When the Approval action is triggered, an email is sent to the approver(s) requesting their input. They can approve or reject and there is a text box to apply additional feedback. Depending on your email client, this can be done directly in the email. Otherwise, clicking Approve/Reject opens a web page for the approver to log into their AD account and the approval is done from the Flow site. Finally, if the approver has the Flow app installed on their phone, the approval can also be done from there.
So why is this so interesting? Let us consider this in the context of Dynamics. Let us say we need input on a Case or Opportunity by someone in our organisation who is not a Dynamics user (a group of engineers giving expert advice on a Case, for example). What are our options? In the Dynamics stack, the two obvious ones would be PowerApps or a Portal form. However, for both of these it is clear there is a license implication. The approver is interacting with Dynamics data, albeit in a non-interactive way, and they will need a team license or something similar. For an organisation with thousands of non-Dynamics staff, this can be quite expensive.

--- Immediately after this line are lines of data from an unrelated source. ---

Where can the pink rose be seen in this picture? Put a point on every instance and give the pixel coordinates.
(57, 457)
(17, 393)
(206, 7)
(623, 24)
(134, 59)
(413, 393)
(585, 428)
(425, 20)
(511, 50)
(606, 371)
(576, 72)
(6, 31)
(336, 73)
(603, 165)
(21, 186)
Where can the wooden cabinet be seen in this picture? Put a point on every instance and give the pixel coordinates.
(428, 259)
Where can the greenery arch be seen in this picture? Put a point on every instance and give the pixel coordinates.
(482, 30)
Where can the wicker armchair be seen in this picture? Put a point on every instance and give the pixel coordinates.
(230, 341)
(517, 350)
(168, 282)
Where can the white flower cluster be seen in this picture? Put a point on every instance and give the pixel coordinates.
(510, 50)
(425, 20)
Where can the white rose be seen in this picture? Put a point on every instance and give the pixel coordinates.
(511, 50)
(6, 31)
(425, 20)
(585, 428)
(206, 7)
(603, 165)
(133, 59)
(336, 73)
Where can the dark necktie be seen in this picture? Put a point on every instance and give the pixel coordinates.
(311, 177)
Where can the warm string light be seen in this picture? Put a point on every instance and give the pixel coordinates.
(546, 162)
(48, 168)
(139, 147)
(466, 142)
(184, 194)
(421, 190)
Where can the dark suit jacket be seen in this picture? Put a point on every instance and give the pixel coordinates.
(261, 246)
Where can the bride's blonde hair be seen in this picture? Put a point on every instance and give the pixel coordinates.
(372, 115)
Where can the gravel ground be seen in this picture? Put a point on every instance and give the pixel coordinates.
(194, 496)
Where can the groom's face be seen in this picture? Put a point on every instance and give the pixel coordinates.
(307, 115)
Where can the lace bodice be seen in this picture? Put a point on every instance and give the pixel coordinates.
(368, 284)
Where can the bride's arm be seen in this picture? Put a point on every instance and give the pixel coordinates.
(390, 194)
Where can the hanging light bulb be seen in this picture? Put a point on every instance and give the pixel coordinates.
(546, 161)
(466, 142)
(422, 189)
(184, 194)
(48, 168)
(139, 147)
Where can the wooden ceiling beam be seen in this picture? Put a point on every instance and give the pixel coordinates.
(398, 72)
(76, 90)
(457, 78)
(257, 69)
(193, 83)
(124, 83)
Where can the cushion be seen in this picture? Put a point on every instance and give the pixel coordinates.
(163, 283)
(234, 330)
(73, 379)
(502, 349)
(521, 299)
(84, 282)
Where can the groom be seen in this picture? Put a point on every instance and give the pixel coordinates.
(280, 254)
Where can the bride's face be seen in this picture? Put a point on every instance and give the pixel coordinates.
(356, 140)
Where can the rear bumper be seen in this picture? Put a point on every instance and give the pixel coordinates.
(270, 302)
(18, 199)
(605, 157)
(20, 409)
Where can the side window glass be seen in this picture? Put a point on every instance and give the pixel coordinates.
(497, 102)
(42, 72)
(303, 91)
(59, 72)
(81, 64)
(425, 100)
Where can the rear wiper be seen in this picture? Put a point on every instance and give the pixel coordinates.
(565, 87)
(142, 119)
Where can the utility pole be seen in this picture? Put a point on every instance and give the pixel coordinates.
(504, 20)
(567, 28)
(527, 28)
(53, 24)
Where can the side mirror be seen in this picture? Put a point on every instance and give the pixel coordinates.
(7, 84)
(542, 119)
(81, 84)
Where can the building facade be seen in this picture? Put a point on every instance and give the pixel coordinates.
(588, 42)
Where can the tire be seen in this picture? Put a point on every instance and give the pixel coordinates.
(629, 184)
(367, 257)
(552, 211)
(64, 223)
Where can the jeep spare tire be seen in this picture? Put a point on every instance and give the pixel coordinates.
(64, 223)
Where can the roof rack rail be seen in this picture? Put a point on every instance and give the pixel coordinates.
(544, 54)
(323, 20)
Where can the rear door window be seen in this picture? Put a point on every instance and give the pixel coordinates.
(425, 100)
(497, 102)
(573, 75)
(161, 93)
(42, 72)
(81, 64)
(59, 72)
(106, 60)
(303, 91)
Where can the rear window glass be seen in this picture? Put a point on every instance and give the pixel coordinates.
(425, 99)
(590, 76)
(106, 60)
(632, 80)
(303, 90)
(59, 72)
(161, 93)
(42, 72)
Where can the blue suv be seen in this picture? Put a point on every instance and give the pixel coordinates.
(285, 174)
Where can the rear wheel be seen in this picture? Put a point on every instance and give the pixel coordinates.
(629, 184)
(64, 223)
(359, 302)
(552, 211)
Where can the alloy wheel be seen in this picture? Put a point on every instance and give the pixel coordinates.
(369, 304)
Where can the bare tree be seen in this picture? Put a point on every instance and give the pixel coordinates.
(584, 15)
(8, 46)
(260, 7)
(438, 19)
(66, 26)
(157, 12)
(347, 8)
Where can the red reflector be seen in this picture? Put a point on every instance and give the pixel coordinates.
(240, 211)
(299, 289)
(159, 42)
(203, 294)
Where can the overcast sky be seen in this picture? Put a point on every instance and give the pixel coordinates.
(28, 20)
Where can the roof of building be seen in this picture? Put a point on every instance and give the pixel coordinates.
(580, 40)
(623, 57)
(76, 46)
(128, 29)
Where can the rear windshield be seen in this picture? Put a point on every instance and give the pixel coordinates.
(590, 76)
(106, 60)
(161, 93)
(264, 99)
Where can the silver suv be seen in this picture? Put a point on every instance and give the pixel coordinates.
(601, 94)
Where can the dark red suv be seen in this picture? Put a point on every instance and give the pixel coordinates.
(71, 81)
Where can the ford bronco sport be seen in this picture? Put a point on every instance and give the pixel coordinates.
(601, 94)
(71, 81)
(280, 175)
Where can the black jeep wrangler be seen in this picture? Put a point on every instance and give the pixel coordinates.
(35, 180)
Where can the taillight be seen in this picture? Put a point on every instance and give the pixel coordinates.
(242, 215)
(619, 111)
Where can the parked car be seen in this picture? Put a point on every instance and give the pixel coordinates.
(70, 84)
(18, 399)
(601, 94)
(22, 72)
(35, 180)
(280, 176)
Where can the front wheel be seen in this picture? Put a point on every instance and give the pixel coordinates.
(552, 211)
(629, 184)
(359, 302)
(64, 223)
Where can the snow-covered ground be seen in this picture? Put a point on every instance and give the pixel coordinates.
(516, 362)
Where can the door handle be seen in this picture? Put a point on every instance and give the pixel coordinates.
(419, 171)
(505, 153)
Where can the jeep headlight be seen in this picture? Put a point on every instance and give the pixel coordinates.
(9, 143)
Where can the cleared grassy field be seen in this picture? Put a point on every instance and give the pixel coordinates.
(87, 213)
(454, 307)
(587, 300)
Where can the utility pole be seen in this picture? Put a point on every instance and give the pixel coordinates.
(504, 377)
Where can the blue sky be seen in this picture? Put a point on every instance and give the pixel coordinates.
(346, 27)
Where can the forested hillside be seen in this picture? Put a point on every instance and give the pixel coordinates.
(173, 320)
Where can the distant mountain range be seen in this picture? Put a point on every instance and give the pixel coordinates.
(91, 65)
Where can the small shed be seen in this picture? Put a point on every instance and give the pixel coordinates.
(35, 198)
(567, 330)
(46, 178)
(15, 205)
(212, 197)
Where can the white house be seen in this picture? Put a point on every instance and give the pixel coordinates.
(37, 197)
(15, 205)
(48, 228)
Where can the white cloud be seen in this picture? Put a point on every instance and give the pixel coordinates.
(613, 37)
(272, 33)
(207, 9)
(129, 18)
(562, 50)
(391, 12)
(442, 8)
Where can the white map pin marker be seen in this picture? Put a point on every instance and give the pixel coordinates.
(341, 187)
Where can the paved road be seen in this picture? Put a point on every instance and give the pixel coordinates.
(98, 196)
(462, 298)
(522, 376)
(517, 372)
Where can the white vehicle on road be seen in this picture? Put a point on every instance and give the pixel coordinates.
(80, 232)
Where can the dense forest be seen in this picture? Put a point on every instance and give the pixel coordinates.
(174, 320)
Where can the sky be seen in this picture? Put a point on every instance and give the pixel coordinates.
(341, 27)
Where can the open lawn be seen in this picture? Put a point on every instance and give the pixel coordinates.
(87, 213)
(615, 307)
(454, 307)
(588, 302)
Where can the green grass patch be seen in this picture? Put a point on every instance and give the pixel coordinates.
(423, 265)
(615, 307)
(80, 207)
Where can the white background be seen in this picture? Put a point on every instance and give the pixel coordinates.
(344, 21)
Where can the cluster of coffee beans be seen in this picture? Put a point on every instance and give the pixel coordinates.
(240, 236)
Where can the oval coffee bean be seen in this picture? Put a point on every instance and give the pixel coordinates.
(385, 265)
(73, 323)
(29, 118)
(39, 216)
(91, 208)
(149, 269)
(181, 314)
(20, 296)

So does Flow Approvals fall under the same category? Well, it is not as cut and dried. It is quite straightforward to have a Flow Approval trigger from an action in Dynamics, such as the creation of a record (or the ticking of a box on a form). It is also quite straightforward to take the response of the approver and have the Approval step pass that through to Dynamics. However, all the Flow does is send and receive an email to and from the approver. Arguably, the approver is not interacting with Dynamics at all; the Flow is, under the account of the Flow administrator. Even if we consider this a ‘double hop’ interaction, all the approver is doing is responding to an email. Traditionally, emails coming into Dynamics have not had a license implication, no matter how they are parsed once inside.
If we look at the Flow licensing page, it says for all but the free Flow plan, Flow usage is for all company users and connectivity to Dynamics 365 is included in all plans. I know how I interpret this but you will want to check with your local Microsoft contact for an official ruling before relying on it in a production system.